Pubblicato il 23.03.2023 10:30
di Giorgio Genetelli
Va detto, come cappello, che il sogno è un mondo senza confini, senza nazioni e quindi senza nazionali di calcio che le rappresentano in mutande e reggiseno (quello sotto la maglietta per rilevare i dati del macchinario-calciatore). A postilla, le squadre dovrebbero stare assieme per valori dello spirito, non per denaro e appartenenza forzata, spesso svogliata, quasi sempre avida.
Okay, detto questo, giù tutti in ginocchio davanti alla realtà di inni e bandiere, in nome delle quali si scatenano diatribe ideologiche da bettola. Okay. Allora ci chiediamo, in nome del campanile: i ticinesi in Nazionale che fine hanno fatto? Siamo rimasti a Bottani, una mezzoretta in campo a 30 anni, e più indietro a Gavranovic, ritiratosi dal rossocrociato.

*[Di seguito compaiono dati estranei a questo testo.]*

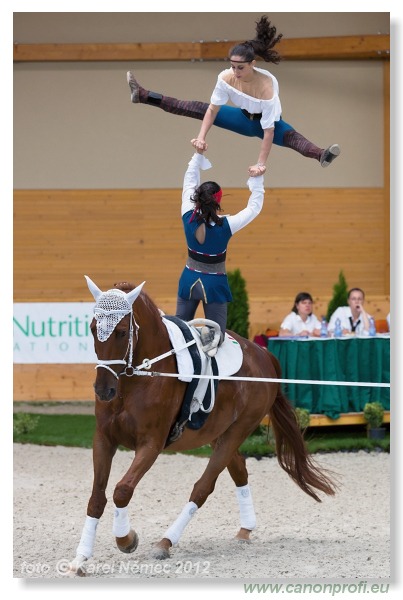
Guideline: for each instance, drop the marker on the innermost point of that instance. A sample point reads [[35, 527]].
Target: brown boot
[[186, 108], [297, 142]]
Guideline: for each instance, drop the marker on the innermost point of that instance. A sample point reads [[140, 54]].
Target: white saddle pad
[[229, 356]]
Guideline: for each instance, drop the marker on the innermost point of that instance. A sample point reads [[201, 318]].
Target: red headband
[[217, 196]]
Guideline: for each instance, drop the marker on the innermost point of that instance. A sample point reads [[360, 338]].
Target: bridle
[[129, 369]]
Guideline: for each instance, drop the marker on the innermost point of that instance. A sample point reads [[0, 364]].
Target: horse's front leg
[[103, 452], [126, 537]]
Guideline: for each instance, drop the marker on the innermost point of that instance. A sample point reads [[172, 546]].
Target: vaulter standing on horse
[[255, 94], [204, 278]]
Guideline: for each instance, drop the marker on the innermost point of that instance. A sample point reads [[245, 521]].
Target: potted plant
[[373, 414]]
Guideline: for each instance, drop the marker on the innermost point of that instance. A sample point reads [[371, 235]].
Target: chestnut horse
[[139, 413]]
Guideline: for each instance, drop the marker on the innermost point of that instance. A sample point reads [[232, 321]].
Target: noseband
[[129, 370]]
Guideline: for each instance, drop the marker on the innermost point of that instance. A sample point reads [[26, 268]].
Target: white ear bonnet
[[111, 307]]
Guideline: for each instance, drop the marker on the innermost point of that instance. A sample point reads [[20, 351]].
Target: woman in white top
[[301, 321], [255, 94]]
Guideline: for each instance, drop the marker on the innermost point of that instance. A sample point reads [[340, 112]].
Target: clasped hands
[[254, 171]]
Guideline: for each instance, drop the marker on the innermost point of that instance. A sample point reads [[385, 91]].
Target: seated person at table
[[301, 321], [353, 318]]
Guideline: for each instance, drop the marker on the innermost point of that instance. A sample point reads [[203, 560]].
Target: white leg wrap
[[177, 528], [121, 523], [86, 545], [246, 510]]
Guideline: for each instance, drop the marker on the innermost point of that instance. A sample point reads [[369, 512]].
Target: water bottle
[[372, 328], [337, 328]]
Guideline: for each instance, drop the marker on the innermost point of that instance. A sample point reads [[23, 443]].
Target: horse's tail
[[292, 453]]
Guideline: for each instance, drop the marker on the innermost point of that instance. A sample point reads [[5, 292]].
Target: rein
[[129, 370]]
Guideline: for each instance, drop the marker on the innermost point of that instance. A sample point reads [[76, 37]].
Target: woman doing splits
[[255, 94], [204, 277]]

Del resto, Lugano e Bellinzona contano cinque titolari ticinesi, quattro piuttosto attempati per il calcio e uno di prospettiva ma non ancora maturato: Mihailovic, Tosetti e Berardi in granata; Arigoni in bianconero, oltre allo stesso Cristallodiboemia Bottani. Sparsi qua e là nella Confederazione ci sono Marchesano, Morandi, Guidotti, Muci (in Challenge) e qualche carneade magari sfugge, anche all’estero. Molti di loro hanno già dato e non daranno più, altri la maglia della Nazionale non l’hanno mai vista, un paio forse godranno di una chance che per adesso non è all’orizzonte.
Abbiamo sì una corposa delegazione dirigenziale (Tami, Cavin, Foletti), ma è una aggravante: se nemmeno loro riescono a scovare un ticinese da aggregare a Yakin, chi lo dovrebbe fare?
Il Team Ticino? Per ora brilla in negativo per la lotta di potere tra Lugano e Bellinzona alla caccia di poltrone alle quali avvitarsi, nella brama di poter decidere e dirimere non si sa bene cosa (ce lo diranno con parole semplici, un giorno?).
Quindi, contro i temibili bielorussi e israeliani, spazio a convocazioni di neofiti e promesse. Ma di ticinesi nemmeno l’ombra. Logico, stante quanto sopra.
Forse è meglio non pensarci più e tornare a giocare nei prati e nelle piazze con un senso d’appartenenza vero e spazio per chiunque.